In its list of conditions before talks can begin, North Korea, which makes no secret of its nuclear weapons ambitions, has demanded the lifting of United Nations sanctions against it and a permanent end to joint US-South Korean military exercises.

The United States and South Korea "should immediately stop all their provocative acts against the DPRK (Democratic People's Republic of Korea) and apologize for all of them," the country's National Defence Commission said in a statement carried by state-run media.

The commission listed a number of "practical measures" the United States and South Korea should take if they want to avoid "sledge-hammer retaliatory blows of the army and people" of North Korea and if "they truly stand for dialogue and negotiations".

But the nature of the demands, such as the lifting of sanctions imposed after the DPRK's latest nuclear test, appeared to offer almost no chance of negotiations, particularly amid heightened tensions on the Korean Peninsula.

Japan last week went into an unusual 'Patriot' interceptor missile deployment to guard against North Korea's unbridled missile tests.

"It is hard to understand North Korea's claims," Cho Tai-young, a spokesman for the South Korean foreign ministry, said at a news briefing. "They are preposterous."

A torrent of unnerving threats from Pyongyang in recent weeks has strained already fragile relations in the region.

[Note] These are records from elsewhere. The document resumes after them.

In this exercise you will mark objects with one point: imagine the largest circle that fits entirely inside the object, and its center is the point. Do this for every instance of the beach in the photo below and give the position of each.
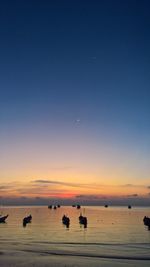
(107, 240)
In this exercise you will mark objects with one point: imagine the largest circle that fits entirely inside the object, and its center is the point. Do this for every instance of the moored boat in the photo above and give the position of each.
(83, 220)
(3, 218)
(27, 219)
(146, 221)
(66, 220)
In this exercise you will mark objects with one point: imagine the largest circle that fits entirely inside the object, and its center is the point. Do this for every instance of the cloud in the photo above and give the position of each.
(43, 181)
(132, 195)
(90, 197)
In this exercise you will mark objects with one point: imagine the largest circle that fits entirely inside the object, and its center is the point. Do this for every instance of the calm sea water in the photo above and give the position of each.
(112, 233)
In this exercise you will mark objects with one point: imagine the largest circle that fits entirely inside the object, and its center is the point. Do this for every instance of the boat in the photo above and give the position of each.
(146, 221)
(27, 219)
(83, 220)
(3, 218)
(66, 220)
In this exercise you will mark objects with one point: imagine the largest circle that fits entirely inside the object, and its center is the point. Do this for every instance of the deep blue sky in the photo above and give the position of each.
(62, 61)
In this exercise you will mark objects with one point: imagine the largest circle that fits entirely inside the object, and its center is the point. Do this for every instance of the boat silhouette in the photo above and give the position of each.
(3, 218)
(27, 219)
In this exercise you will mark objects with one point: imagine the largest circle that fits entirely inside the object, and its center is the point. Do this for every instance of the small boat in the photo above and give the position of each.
(27, 219)
(66, 220)
(3, 218)
(146, 221)
(83, 220)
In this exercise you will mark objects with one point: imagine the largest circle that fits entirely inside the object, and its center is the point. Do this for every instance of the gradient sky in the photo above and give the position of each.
(75, 101)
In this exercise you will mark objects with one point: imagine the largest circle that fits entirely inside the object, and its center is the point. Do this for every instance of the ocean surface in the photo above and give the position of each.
(115, 236)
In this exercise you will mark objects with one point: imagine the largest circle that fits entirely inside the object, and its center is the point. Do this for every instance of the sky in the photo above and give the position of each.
(74, 102)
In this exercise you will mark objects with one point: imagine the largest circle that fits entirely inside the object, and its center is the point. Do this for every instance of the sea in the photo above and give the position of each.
(114, 236)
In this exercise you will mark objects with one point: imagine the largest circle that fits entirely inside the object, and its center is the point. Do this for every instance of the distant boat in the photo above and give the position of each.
(83, 220)
(27, 219)
(146, 221)
(66, 220)
(3, 218)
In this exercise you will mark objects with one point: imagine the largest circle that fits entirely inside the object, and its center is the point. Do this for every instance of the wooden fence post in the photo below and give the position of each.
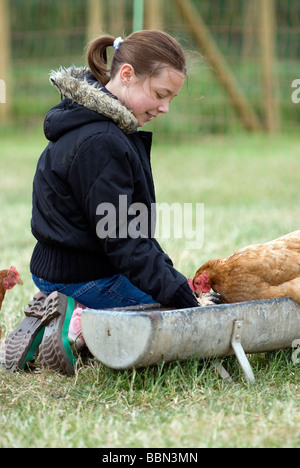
(268, 55)
(214, 56)
(154, 14)
(5, 78)
(95, 18)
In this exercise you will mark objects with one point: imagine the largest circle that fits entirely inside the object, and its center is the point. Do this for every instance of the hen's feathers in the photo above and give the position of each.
(259, 271)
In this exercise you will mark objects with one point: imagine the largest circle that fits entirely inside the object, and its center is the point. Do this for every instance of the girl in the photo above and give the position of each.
(95, 168)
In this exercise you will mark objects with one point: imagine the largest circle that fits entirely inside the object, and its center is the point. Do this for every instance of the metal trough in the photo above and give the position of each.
(146, 335)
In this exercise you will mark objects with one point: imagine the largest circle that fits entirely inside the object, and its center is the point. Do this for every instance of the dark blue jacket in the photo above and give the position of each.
(90, 162)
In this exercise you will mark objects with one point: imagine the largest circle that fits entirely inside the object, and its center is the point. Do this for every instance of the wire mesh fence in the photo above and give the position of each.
(259, 49)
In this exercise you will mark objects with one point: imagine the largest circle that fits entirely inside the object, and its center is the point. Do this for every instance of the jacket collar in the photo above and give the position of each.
(75, 84)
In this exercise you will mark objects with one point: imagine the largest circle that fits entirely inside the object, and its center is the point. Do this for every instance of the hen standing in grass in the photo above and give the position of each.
(260, 271)
(8, 279)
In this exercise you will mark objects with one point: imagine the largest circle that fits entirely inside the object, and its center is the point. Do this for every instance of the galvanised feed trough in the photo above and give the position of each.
(146, 335)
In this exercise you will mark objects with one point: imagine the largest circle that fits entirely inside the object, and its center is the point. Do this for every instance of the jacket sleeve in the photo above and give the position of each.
(100, 176)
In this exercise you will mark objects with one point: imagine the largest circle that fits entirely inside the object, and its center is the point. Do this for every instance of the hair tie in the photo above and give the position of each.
(117, 43)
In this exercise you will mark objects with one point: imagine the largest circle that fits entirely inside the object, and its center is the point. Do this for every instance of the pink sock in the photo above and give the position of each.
(75, 334)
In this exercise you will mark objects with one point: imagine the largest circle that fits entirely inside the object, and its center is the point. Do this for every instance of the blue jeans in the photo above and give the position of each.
(106, 293)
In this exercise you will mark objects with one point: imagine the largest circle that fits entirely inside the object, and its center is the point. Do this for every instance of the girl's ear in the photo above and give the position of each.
(126, 74)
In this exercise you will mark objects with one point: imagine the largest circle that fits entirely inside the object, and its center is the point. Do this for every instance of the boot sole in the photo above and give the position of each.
(20, 346)
(55, 351)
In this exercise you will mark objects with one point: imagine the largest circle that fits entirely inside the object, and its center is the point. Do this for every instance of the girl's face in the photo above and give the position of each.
(151, 96)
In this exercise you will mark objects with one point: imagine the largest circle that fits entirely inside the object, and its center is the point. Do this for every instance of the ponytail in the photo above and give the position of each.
(147, 51)
(97, 58)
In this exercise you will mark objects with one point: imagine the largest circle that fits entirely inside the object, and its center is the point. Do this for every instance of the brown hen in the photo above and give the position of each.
(259, 271)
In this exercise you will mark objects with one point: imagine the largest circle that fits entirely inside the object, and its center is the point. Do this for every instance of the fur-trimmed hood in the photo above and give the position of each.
(80, 86)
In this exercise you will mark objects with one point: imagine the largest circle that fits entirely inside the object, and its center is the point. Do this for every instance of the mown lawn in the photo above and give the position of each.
(249, 185)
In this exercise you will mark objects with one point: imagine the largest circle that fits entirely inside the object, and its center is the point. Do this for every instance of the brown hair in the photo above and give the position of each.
(147, 51)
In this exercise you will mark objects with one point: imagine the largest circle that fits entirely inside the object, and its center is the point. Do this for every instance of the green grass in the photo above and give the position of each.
(250, 187)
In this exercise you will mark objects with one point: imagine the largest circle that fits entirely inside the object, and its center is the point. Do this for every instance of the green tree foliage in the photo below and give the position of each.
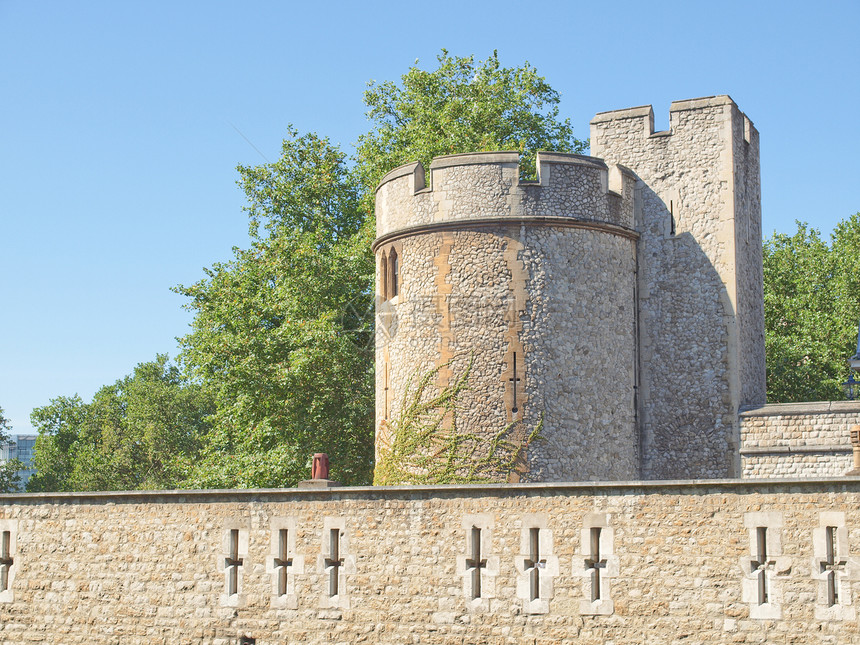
(142, 432)
(10, 482)
(281, 331)
(284, 331)
(462, 106)
(812, 308)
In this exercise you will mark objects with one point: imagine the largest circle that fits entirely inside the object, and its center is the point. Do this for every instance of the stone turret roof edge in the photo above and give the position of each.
(480, 158)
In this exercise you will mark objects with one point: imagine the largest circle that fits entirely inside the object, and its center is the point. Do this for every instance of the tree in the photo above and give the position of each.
(279, 331)
(812, 307)
(10, 481)
(283, 332)
(142, 432)
(462, 106)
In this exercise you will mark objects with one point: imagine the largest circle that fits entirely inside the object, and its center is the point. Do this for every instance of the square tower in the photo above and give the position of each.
(700, 312)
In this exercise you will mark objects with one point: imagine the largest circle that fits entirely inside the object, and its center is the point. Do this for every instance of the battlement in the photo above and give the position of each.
(640, 120)
(487, 185)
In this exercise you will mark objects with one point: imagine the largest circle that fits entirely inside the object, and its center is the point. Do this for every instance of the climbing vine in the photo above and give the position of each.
(428, 446)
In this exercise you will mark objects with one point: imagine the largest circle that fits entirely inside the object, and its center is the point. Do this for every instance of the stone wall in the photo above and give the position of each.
(529, 283)
(700, 320)
(677, 561)
(798, 439)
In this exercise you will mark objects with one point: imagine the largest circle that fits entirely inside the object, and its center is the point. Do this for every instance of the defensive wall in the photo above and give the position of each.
(798, 439)
(656, 562)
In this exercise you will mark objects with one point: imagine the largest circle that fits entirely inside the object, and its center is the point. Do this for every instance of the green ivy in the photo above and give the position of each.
(429, 446)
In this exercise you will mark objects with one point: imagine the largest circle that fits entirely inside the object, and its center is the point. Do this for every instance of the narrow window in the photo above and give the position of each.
(334, 562)
(671, 218)
(283, 562)
(515, 379)
(829, 566)
(233, 562)
(475, 563)
(6, 560)
(760, 564)
(534, 563)
(383, 278)
(594, 564)
(395, 273)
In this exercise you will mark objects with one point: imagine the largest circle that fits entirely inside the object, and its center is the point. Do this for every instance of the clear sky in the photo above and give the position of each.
(121, 125)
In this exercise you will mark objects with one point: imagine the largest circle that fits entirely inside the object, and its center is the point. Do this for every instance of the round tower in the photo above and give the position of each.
(526, 288)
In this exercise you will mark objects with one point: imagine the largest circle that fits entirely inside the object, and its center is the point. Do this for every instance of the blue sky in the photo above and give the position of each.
(121, 125)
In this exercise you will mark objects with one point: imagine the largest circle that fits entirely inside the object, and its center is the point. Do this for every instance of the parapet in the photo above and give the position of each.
(640, 120)
(486, 187)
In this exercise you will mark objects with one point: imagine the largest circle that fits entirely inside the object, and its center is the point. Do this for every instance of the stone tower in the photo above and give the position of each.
(700, 297)
(619, 301)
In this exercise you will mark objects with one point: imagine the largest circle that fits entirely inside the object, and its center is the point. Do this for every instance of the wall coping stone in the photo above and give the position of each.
(781, 450)
(675, 486)
(811, 407)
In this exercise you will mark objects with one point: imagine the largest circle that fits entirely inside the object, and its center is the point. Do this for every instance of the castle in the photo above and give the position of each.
(616, 303)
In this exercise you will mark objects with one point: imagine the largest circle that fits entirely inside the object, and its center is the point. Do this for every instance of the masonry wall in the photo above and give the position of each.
(531, 286)
(798, 439)
(150, 568)
(700, 317)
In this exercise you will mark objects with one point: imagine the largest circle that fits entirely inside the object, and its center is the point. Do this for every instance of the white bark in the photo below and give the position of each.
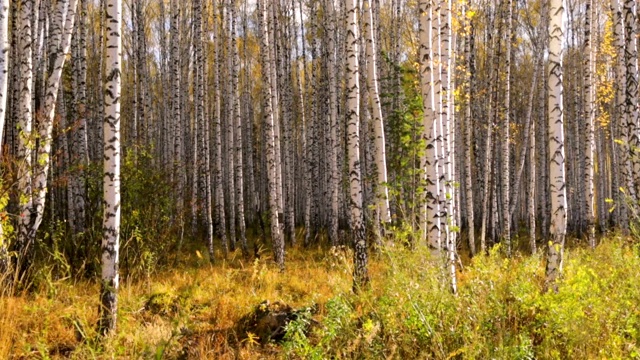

The North's rhetoric intensified when the UN Security Council voted last month to slap tougher sanctions on the regime and amid US-South Korean military drills currently under way in South Korea.

The United States said this month that for it to enter talks, North Korea would have to show a serious commitment to moving away from its nuclear programme, which the regime of Kim Jong Un insists it won't do.

In its preconditions for talks issued today, North Korea suggested that the United States would have to make the first move on the nuclear issue.

"They should bear in mind that the denuclearization of the Korean Peninsula can begin with the pull-out of the nuclear war means introduced by the US and this may lead to the global denuclearization," the defence commission said.

North Korea has repeatedly described the annual military exercises taking place in South Korea as threats of nuclear war, singling out aspects of the drills like the practice mission flown by US stealth bombers as evidence. The stealth bombers can carry conventional or nuclear weapons.

Despite all this, US Secretary of State John Kerry, who ended a trip to the region early this week that was dominated by concern about North Korea, stressed his interest in a diplomatic solution.